Social media is now mainstream media in the United States. It’s not a surprise that people are starting to experience technology, information and communication overload. This overload can cause mental exhaustion or social media fatigue. People who experience this form of fatigue could disconnect from social media temporarily or for long periods of time. Here are some causes of social media fatigue and how it can impact to your organization’s social media strategy.
Social media can impact an individual’s personal and professional identity. Individuals can find it challenging to balance their two social media identities while also representing themselves, their work and their employer. Conflicting identities could lead to social media fatigue and disconnection from using social media platforms.

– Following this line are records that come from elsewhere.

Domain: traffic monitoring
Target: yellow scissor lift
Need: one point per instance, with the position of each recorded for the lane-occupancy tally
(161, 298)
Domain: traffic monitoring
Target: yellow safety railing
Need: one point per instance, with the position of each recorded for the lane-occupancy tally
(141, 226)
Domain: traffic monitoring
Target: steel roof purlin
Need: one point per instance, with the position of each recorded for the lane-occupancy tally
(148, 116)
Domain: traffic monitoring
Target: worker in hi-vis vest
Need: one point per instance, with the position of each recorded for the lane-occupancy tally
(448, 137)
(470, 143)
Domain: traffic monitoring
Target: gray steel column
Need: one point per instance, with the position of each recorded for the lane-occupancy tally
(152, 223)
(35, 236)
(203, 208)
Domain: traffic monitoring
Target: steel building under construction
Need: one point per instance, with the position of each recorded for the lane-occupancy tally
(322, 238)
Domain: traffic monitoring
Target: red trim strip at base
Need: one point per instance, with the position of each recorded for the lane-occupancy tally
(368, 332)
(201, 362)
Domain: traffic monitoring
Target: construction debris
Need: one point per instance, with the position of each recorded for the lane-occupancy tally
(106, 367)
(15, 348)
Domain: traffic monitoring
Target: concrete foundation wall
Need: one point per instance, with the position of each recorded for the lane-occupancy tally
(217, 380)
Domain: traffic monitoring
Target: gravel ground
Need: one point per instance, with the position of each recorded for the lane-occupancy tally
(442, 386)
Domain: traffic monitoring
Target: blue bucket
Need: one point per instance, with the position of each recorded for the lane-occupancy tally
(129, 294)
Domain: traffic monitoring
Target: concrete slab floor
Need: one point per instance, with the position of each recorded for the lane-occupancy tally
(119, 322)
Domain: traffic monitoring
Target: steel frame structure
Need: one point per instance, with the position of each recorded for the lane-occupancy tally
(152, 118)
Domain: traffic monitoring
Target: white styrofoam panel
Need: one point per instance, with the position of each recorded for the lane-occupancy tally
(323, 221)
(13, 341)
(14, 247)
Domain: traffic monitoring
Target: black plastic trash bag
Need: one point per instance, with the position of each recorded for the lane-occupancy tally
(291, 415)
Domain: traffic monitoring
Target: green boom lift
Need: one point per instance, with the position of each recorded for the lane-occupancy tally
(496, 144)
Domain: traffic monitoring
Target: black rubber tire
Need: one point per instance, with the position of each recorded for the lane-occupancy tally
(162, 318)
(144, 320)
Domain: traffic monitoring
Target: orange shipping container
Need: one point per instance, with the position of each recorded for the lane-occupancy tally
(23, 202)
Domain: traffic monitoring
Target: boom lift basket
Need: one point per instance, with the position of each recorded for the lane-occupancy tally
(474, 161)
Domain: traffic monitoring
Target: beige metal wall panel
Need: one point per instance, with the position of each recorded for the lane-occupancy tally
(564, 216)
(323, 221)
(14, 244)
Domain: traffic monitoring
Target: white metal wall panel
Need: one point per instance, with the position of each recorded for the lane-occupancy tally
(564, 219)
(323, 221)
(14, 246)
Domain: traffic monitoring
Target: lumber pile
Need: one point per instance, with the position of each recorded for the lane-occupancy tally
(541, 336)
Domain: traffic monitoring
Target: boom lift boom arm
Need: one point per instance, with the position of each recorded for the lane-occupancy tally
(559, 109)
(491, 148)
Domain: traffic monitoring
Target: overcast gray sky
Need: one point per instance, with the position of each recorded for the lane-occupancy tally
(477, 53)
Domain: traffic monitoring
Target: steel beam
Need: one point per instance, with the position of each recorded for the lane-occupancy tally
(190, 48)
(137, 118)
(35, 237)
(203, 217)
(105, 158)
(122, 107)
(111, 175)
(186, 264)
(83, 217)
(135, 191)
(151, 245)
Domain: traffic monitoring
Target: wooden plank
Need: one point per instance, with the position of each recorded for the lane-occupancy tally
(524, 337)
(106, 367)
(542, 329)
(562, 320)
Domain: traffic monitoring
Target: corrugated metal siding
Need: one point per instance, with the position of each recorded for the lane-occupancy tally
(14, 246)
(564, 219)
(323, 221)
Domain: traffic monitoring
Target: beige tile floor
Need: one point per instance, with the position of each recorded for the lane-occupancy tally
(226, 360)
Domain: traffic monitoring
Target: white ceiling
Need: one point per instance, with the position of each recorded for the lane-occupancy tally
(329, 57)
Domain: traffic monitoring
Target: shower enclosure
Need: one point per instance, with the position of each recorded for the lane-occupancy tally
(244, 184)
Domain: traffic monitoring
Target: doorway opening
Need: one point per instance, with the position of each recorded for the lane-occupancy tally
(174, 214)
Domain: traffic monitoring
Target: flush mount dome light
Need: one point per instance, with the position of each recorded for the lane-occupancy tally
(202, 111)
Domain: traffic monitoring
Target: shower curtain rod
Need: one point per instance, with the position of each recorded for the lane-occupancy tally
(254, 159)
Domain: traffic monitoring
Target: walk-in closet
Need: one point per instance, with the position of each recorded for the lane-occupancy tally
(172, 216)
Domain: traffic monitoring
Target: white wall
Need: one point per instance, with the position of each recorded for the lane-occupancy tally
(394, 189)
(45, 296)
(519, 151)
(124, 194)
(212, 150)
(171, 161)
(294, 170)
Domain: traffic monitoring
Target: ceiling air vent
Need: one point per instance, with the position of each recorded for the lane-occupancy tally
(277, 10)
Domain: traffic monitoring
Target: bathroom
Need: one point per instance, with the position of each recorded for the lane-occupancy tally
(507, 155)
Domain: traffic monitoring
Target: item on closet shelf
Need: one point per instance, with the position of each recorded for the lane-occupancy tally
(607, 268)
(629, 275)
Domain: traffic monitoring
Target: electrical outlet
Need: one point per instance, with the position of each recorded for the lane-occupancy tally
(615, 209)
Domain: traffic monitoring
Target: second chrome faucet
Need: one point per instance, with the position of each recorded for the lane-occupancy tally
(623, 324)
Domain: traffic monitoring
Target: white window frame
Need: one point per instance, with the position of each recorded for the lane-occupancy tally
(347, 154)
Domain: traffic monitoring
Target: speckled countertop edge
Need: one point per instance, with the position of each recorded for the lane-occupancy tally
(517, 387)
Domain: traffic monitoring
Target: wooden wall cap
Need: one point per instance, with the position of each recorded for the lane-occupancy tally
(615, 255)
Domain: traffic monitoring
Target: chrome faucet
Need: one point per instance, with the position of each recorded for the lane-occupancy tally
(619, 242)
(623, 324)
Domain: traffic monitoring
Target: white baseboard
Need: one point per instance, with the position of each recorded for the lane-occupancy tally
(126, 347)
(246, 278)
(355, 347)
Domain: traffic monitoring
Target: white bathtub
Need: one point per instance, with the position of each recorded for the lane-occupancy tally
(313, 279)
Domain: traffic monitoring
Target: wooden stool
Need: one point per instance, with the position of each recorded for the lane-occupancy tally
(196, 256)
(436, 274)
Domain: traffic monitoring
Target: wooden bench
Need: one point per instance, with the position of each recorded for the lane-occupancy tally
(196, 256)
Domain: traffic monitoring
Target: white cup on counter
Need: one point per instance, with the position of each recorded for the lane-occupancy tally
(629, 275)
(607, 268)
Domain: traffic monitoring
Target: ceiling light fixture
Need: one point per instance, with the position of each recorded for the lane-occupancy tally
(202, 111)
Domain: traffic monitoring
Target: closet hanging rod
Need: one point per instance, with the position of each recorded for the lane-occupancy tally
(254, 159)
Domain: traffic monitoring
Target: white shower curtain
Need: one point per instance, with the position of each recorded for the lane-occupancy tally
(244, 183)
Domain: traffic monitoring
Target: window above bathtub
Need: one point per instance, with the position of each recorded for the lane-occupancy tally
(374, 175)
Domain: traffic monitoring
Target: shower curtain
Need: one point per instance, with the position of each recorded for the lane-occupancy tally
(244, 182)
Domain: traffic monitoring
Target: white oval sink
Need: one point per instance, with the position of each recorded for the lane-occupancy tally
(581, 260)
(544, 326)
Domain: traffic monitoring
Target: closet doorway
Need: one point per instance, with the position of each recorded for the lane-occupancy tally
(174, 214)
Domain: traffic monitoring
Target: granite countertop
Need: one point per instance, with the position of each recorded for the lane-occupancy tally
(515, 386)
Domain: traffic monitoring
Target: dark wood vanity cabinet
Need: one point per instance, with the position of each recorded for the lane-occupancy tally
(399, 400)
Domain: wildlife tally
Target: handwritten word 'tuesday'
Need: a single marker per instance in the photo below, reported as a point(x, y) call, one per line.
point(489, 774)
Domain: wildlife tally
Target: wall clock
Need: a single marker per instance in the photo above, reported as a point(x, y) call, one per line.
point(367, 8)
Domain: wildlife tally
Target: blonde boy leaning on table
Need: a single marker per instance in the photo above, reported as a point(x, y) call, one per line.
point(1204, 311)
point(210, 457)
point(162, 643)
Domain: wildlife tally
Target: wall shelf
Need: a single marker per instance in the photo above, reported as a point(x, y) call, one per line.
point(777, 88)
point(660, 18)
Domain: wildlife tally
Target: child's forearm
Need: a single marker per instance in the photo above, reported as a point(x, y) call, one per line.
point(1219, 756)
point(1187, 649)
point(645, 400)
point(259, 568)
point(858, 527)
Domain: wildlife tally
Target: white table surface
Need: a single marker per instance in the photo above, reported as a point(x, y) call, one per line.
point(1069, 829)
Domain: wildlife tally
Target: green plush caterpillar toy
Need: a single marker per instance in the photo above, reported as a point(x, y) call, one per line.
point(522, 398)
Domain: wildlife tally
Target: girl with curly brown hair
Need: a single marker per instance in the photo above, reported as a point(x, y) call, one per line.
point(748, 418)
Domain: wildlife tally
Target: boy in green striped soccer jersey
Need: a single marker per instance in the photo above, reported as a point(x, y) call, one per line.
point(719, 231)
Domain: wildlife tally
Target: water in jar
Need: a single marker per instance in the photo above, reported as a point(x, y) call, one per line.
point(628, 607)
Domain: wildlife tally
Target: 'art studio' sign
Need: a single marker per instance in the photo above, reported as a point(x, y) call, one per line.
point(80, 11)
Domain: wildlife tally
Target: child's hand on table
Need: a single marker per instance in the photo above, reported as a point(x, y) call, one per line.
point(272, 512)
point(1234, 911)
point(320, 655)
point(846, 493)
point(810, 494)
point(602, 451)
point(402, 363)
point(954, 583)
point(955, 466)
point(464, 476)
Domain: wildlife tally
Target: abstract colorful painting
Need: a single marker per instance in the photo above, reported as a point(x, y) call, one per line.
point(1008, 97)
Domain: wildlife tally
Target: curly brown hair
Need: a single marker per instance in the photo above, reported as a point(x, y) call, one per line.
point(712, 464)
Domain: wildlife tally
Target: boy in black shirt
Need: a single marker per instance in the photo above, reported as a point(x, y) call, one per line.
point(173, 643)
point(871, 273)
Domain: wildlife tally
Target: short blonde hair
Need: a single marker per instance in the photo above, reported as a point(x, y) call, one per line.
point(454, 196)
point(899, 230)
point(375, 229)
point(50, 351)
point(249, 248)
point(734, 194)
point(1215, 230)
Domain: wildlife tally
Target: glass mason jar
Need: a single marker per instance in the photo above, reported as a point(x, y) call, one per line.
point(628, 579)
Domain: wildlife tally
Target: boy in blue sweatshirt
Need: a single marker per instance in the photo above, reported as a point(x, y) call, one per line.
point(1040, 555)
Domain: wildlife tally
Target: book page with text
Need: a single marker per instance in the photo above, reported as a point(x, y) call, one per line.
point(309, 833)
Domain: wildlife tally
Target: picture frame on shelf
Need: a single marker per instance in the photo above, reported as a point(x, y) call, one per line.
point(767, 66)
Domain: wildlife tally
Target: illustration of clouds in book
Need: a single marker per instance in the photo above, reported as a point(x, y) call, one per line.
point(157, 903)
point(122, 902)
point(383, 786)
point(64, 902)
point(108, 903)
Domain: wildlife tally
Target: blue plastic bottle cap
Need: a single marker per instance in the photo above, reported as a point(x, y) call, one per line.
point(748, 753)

People are conflicted between their need for information and their desire to avoid information overload. A person’s fear of missing out contributes more to social media fatigue than advertising. Your social media strategy should balance providing up-to-date information with a frequency that does not cause social media fatigue.
Social media fatigue can be caused from a variety of factors including how confident a person is in dealing with social media content. Research based on the limited capacity model found an individual’s confidence was one of the leading indicators of social media fatigue.
People who are concerned about their personal privacy are more likely to experience social media fatigue. Users who understand the benefits of using social media are typically more concerned about privacy. Organizations need to share their privacy protections safeguards and clearly state how people’s data will be used.
Younger social media users often compare themselves on Facebook with other users, who present themselves as optimized or the best versions of themselves. People with low-self esteem are more likely to compare themselves to other people on Facebook than those who have higher self-esteem.
One of the main purposes of social media is social connection and interaction. People who have one or more bad experiences on social media could develop negative emotions, such as anger, annoyance and stress. This could lead them to loose interest in using social media and social media fatigue.
People who are compulsive social media users could develop social media fatigue. This could impact their mental health and wellbeing and it could lead to depression and anxiety. Teenagers who experience social media fatigue are likely to have anxiety and depression.